Redrawn plans for the demolition of the Ironworks and the construction of a £30 million hotel have been recommended for approval by Highland Council, reports The Inverness Courier.
image: Ironworks, Inverness by Kenneth Allen, CC BY-SA 2.0 <https://creativecommons.org/licenses/by-sa/2.0>, via Wikimedia Commons
…some welcomed the investment while others mourned the loss…
The Inverness Courier writes:
Real estate investment firm Bricks Group have been trying for years without success to redevelop the Ironworks live music venue site on Academy Street as a Courtyard By Marriott hotel.
Bricks claimed the Courtyard By Marriott Hotel would accommodate up to 100,000 visitors a year, providing a major boost for Academy Street which would also create 90 construction jobs for a two-year period, followed by 65 full-time hotel jobs.
The Courtyard would be a multi storey 155 bedroom hotel with café/bar and restaurant; and a gym at first floor level for guests use as well as a 480 square metre commercial gym facing onto Rose Street.
But the proposals initially received a generally mixed reception as some welcomed the investment while others mourned the loss of the city’s premier music venue and it was refused planning permission in December 2020.
Councillors slated the original plans as unattractive and out of keeping with its surroundings while the council’s Historic Environment Team said the design was “monolithic”, “featureless” and “devoid of architectural quality.”
That sparked a redrawn application…
Now many of the formal objections from the council team holding up the process have been overcome leading to the recommendation for approval on conditions but it will be down to councillors to have the final say…

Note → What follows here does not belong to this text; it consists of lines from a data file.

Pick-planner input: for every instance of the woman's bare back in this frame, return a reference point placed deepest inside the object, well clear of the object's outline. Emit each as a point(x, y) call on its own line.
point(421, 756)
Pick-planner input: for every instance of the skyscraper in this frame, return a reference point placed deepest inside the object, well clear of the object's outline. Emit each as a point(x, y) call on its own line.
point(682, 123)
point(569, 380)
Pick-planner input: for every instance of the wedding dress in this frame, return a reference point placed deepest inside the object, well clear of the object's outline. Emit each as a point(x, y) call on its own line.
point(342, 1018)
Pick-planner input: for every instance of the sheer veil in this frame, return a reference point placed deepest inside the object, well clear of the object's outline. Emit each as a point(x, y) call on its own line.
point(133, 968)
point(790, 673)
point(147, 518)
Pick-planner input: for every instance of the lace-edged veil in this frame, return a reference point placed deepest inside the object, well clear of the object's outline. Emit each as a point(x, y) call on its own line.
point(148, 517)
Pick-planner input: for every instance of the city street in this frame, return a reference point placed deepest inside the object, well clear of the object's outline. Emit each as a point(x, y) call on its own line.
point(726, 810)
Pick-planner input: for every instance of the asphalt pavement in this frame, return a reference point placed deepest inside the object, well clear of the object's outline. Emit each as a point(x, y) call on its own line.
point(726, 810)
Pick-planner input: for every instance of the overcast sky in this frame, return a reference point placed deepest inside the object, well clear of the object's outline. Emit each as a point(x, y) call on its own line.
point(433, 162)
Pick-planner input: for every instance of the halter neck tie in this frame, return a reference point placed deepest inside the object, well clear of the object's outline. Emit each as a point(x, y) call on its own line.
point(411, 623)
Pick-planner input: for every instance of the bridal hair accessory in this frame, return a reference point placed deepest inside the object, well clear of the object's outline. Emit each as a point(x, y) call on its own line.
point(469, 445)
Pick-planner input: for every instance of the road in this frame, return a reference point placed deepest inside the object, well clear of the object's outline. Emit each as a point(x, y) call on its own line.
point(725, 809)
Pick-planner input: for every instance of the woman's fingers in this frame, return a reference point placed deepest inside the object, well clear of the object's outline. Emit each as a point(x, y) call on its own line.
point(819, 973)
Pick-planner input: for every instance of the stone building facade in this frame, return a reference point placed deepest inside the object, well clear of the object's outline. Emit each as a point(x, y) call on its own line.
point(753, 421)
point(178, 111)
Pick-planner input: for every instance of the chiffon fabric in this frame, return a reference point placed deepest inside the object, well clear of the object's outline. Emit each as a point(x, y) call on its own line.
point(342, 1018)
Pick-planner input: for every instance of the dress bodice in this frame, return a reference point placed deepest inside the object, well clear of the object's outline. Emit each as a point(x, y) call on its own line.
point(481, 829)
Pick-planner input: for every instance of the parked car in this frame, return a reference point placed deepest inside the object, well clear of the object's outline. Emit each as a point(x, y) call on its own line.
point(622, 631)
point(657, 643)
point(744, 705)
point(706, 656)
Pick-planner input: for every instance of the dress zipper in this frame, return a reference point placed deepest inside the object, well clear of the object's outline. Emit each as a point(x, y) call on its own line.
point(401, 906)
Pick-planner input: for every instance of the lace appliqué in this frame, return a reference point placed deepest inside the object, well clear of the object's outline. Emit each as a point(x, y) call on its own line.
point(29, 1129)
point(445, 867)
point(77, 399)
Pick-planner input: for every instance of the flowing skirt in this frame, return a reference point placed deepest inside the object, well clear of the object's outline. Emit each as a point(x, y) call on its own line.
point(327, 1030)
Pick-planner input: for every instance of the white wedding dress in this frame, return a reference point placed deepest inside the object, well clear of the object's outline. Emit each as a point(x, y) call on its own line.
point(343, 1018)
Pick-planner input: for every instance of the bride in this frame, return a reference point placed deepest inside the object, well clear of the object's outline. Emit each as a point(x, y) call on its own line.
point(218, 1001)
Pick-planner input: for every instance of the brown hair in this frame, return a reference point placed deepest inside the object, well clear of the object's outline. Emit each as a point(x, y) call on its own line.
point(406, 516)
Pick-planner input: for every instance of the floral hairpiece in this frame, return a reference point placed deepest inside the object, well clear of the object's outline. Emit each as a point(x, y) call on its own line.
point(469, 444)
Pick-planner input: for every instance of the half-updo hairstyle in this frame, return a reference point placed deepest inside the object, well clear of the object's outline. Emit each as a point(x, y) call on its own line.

Historic Environment Scotland:
“Our interest in this consultation is the potential for the proposals to affect the setting of the category ‘A’ listed Old High Church which comprises a late 16th century tower and church dating to 1769-72, with later additions … We have no comments to make in terms of our interest from a Scheduled Monuments perspective in relation to the site of the Dominican friary and effigy of a knight on Friars’ Street.”